Saturday, 24 November 2012

The Native American Headdress...What Does It Mean To You?

The fashion company Victoria Secret have issued an apology after dressing a model in a Native American headdress. Several tribes took offence to this exhibitionism, and have called the display rude and demeaning to their culture. For many tribes, the headdress is not only sacred, but personal - each one shows the bravery and honour that individual has achieved.

Many tribal leaders are disappointed with the show, claiming that it mocks the Native American way of life. Others think it is an overreaction. Last year, Urban Outfitters was criticised for its new range of "Navajo" clothing, so this debate is nothing new.

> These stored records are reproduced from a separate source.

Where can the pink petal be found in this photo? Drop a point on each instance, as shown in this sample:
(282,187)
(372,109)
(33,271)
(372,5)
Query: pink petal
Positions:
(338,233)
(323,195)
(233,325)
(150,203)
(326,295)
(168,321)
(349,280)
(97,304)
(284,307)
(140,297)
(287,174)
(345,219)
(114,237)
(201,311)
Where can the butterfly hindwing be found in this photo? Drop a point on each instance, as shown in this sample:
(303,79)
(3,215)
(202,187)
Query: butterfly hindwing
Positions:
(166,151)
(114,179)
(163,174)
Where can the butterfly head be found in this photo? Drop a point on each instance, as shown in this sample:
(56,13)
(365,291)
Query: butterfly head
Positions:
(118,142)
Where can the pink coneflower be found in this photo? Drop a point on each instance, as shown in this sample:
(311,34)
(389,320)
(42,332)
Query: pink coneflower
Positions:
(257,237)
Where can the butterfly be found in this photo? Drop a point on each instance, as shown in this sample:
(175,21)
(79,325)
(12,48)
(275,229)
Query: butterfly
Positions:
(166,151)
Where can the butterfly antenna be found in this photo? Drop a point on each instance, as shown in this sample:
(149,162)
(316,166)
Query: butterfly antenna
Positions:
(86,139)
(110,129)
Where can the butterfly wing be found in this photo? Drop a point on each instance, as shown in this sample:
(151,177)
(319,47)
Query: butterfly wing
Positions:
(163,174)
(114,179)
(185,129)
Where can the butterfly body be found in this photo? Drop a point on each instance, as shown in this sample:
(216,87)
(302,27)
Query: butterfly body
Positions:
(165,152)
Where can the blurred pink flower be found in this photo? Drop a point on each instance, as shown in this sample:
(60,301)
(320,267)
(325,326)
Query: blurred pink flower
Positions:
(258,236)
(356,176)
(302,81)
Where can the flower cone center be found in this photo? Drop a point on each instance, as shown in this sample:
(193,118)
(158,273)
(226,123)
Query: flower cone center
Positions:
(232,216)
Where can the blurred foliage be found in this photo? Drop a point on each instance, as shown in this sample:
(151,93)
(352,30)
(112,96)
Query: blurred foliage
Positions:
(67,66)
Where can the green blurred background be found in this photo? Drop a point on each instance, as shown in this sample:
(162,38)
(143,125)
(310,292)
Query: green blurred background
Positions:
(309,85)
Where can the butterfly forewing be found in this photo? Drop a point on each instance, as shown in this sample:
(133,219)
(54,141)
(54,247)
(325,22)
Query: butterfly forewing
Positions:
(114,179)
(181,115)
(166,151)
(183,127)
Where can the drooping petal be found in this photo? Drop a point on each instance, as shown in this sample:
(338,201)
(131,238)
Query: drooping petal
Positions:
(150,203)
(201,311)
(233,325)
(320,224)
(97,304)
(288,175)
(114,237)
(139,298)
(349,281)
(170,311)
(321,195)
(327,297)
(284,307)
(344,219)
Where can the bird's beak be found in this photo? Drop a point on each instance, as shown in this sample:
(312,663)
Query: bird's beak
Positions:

The headdress is effectively a religious object, and if the model wore a crucifix they would be facing the same kind of criticism (I'm sure this has been done in the fashion world at some point, since much is designed to shock). From this point of view it's easy to blame the people who made this decision, but the Native American headdress has become so integral to Western culture - through Halloween costumes or the age-old story of "Cowboys vs. Indians" - that people don't think twice about using it. Of course, it depends on the context - a public display such as a fashion show is more likely to invite criticism, but I would be interested to see how Native American tribes treat Halloween costumes or the numerous students who dress up as "Indians" for parties. Native Americans believe more education is needed about their culture, how it is treated and how it is perceived, something which I would welcome. But at the same time, if some tribes are trying to eradicate the use of the headdress as a meaningless symbol they are (unfortunately) facing an uphill battle.

Sunday, 18 November 2012

WW1 and PTSD

An interesting but often overlooked episode during the First World War is the treatment of soldiers for 'shell shock', something that was not completely understood at the time. Some of these soldiers were sent to hospitals where, more often than not, 'treatment' consisted of electric shocks and what today we would call downright abuse. (Read Pat Barker's Regeneration trilogy for more on this). 

Symptoms of 'shell shock' include shaking, nightmares, convulsions, fits, lack of speech and even loss of memory. Over 80,000 men were diagnosed with some form of 'shell shock', but of course these are only the recorded cases. The famous war poets Siegfried Sassoon and Wilfred Owen were admitted to the same hospital for a time.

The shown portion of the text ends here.